Brasil corre risco de ficar para trás na corrida da IA

Crédito: Folha de S.Paulo
O Brasil corre o risco de ficar para trás na corrida da inteligência artificial (IA). Enquanto a tecnologia avança em ritmo acelerado e promete elevar a produtividade, acelerar a inovação e transformar a economia, o país enfrenta desafios estruturais que podem comprometer sua competitividade. Para transformar a adoção da IA em ganhos reais de produtividade, será necessário superar gargalos em educação e infraestrutura.
Educação: gargalo histórico
O Brasil convive há décadas com um sistema educacional incapaz de formar profissionais qualificados em ciência, tecnologia, engenharia e matemática. Essa deficiência limita a capacidade do país de gerar inovação e de absorver as novas tecnologias. A falta de mão de obra especializada é um dos principais entraves para que empresas brasileiras possam competir globalmente no setor de IA.
Uma pesquisa da Fundação Itaú, divulgada no fim de 2025, mostrou que 84% dos estudantes e 79% dos professores já usaram ferramentas de IA. O dado indica que o acesso à tecnologia não é mais o principal problema. O desafio deixou de ser apenas o acesso e passou a ser transformar a adoção em ganhos de produtividade. Para isso, é preciso investir na formação de profissionais capazes de aplicar a IA de forma estratégica.
Infraestrutura insuficiente
A revolução digital depende de investimento em chips avançados, data centers, energia confiável e abundante e profissionais altamente qualificados. No entanto, o Brasil não oferece energia competitiva nem infraestrutura adequada para atrair grandes investimentos em centros de processamento de dados. Sem essas condições, o país fica em desvantagem na corrida tecnológica.
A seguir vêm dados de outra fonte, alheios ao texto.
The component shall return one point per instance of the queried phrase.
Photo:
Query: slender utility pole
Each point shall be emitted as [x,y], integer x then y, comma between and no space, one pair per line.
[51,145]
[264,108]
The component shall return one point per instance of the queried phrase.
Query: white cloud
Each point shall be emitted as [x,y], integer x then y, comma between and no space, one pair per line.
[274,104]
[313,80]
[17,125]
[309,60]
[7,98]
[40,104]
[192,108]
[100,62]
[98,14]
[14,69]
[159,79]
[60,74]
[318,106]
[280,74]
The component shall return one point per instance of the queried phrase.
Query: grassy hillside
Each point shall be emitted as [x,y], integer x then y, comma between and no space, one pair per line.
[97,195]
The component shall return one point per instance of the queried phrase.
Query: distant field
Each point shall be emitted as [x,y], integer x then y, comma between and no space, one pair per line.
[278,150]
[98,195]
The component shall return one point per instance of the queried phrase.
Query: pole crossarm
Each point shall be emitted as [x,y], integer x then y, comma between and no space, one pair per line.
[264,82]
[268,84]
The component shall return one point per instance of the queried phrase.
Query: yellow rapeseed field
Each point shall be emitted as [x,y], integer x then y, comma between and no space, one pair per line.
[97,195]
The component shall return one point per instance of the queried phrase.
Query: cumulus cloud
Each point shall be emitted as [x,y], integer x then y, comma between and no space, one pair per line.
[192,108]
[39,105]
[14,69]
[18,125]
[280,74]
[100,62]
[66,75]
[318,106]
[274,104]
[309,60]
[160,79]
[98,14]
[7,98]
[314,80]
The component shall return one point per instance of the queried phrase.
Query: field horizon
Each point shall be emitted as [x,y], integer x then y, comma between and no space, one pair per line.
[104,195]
Enquanto isso, a China acelera investimentos em infraestrutura energética e na indústria tecnológica para reduzir dependência do Ocidente. O movimento chinês contrasta com a realidade brasileira, onde a falta de planejamento de longo prazo dificulta a atração de capital estrangeiro para o setor de IA. Para não ficar para trás, o Brasil precisa agir rapidamente.
Oportunidade e urgência
A inteligência artificial avança em ritmo acelerado e promete elevar a produtividade, acelerar a inovação e transformar a economia. Países que investirem em educação, infraestrutura e energia terão vantagem competitiva. O Brasil, no entanto, ainda patina nesses quesitos. Sem uma estratégia coordenada, o risco de ficar para trás na corrida da IA é real.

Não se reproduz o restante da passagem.